Há 40 anos atrás o diretor de desenvolvimento da Fairchild Semiconductor, Gordon E. Moore, escreveu um artigo na revista Electronics sobre a evolução dos microprocessadores e suas aplicações futuras. No artigo publicado em 19 de abril de 1965 ele apresentava a nova tecnologia de miniaturização dos componentes nos chips de silício. Ele fez uma previsão que 1975 seria possível integrar até 65.000 componentes num único chip. Predisse também que a capacidade de armazenamento de um chip se duplicaria a cada um ou dois anos. As previsões foram tão certeiras que sua profecia passou a ser conhecida como a Lei de Moore. Nesse primeiro artigo sobre a evolução dos microprocessadores foi publicada a figura abaixo, mostrando um vendedor numa loja, provavelmente de departamentos, vendendo computadores pessoais. Certamente, muitas pessoas o consideram lunático (usando a expressão da época). Mais tarde, Gordon Moore assumiu a presidência da Intel.



Interessante observar que milhões de pessoas e empreendedores tiveram acesso a esse artigo, incluindo muito provavelmente os presidentes da IBM e da Digital Equipment. Mesmo com a evidência da efetividade da Lei de Moore, a IBM e a Digital demoram demais para aceitar o fato que o computador poderia ser um bem de consumo.
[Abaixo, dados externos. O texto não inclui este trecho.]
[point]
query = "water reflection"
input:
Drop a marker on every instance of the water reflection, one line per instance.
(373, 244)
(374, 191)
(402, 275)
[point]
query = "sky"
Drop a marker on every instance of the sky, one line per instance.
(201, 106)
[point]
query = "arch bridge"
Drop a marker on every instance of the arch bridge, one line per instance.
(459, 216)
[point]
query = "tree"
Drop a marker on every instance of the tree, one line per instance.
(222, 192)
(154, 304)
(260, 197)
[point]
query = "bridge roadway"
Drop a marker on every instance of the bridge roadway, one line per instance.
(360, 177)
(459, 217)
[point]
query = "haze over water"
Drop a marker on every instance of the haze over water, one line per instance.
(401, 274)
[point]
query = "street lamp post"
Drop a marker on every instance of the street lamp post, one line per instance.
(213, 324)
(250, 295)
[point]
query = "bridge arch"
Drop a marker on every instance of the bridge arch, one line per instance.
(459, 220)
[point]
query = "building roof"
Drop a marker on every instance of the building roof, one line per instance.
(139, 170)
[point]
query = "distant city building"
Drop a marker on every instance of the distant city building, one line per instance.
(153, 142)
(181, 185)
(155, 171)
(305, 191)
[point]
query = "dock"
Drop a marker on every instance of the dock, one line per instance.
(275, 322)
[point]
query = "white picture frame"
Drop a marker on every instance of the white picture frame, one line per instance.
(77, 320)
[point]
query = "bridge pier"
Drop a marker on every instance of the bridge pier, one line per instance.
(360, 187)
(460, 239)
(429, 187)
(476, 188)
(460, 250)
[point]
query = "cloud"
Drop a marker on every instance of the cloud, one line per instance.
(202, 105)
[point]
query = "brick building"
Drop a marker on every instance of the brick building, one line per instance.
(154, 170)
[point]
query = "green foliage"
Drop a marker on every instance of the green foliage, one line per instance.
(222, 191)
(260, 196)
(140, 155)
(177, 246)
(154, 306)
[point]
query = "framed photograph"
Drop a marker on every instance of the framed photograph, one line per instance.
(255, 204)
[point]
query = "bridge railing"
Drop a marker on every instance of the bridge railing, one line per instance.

Esse paradigma de enxergar o futuro trouxe conseqüências desastrosas para ambas as empresas: a IBM, apesar de ter criado o padrão do PCs atuais, nunca se firmou no mercado de PCs e, mais recentemente vendeu sua divisão de PCs para a chinesa Lenovo; a Digital Equipment... não existe mais (muitos do meus alunos exclamam Digital o quê!!!).

Esses fatos mostram que devemos ficar atentos a qualquer movimento social, econômico e tecnológico e procurarmos desenvolvermos cenários prospectivos para construirmos uma visão de futuro. Devemos sempre estar de mentes abertas para enxergar além dos cenários cotidianos que vivemos e avaliarmos qualquer tendência de mercado.